What We Are Reading Today - March 25th

Benjamin Haas |
  • The market seems to be responding very positively to the fiscal and monetary policy news we got this week from the Federal Reserve and in the form of a massive stimulus bill out of Washington. While this has given us a sigh of relief from watching prices go lower and lower these last few weeks, we still think the most important data to watch before rebalancing portfolios will be the “flattening” of the COVID-19 cases curve. The US is only ~25,000 cases below China’s total cases. If/when we cross that threshold, a stand-alone headline sometime later this week or early next week could be jarring to read. KEY POINT: We are cautiously optimistic about this recent two-day market rally. But to think we go straight up from here feels very naïve in light of other data and news that will still show the reality of the COVID-19 impact on our society and economy.  

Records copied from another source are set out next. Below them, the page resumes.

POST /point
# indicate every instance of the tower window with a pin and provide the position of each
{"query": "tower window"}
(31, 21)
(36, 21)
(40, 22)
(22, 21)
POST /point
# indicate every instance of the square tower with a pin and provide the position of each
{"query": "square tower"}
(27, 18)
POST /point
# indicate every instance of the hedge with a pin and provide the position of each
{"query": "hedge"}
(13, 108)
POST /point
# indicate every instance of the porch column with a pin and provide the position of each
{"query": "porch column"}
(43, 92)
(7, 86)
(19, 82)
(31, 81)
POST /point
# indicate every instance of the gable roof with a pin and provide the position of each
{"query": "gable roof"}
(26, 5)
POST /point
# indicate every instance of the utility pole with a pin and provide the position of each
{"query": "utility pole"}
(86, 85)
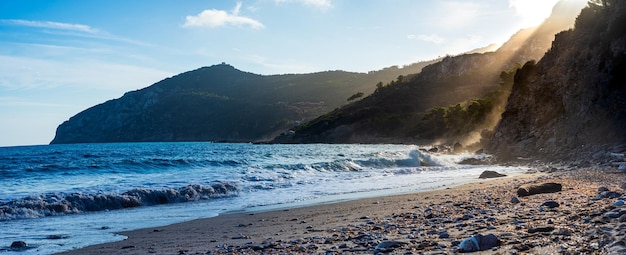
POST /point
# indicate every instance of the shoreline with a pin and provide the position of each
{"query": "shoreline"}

  • Jobless claims will be reported tomorrow for the first time since many stay-at-home orders were given. Data matters and surely the realization (in numbers) of the lay-offs could also be jarring for people and the markets. LPL says this: (We will have much more visibility into the severity of a US recession on Thursday with the release of weekly jobless claims, which almost certainly will top 1 million for the first time ever and may approach 2 million. That would leave only one piece of our Road to Recovery Playbook left to check off: Confidence in the timing of a peak in new COVID-19 cases. This piece remains incredibly uncertain, but the experiences in other countries such as China and South Korea point to early-to-mid April. KEY POINT: (See above) We want to be patient and thoughtful with any action we plan to take.  https://finance.yahoo.com/news/coronavirus-weekly-initial-unemployment-claims-march-21-153036254.html
  • As the broad US market rebounds ~10% and ~1% the past two days, note that this is just the FIRST time we’ve seen back to back positive days during the last 28 trading sessions, tying the longest streak since World War II. And while stock prices increased, the perceived future volatility of the market (the CBOE Volatility Index or “VIX” measures the implied 30-day volatility of the S&P 500 based on options contracts) has not retreated much over the past 2 days. KEY POINT: Again this simply suggests that volatility is expected to continue so keep your focus on the long-term, not the short-term.